The gossip crowd loves when someone is blindsided by news, so another alternative would be to say “I knew with this economy no job was safe, so fortunately I’ve kept my resume up to date, I have a wide range of professional contacts, and I’ve already started planning out companies that I am going to reach out to.” The key here?
Show that you are being proactive about the news.
The final step I took was emailing a group of employees, vendors, and contacts outside of my immediate department. For me, this included the editor in chief of both Wired Magazine and Wired.com, the close staff I worked with in the San Francisco office, and all the various mentors and fantastic coworkers I had worked with in this large company over the past 5 years.

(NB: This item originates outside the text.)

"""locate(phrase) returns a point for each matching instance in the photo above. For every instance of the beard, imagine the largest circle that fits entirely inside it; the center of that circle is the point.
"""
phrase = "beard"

I quickly detailed the situation, said what a privilege it was working with them, and gave them helpful information on who to contact for my old obligations, and how to keep in touch with me in the future. Again, it really helps if this was true. I really did enjoy my 5 years there, and made a lot of good friends.
High-level executives don’t like to be caught by surprise with information, so they appreciate being told the facts right away and being in the know. Everyone can be gracious when things are going well, but taking the high road when situations change shows your true character should your paths cross again.
By following these action items, not only can you avoid burning bridges, but you can actually build some on the way out. That’s a good thing for any kind of relationship.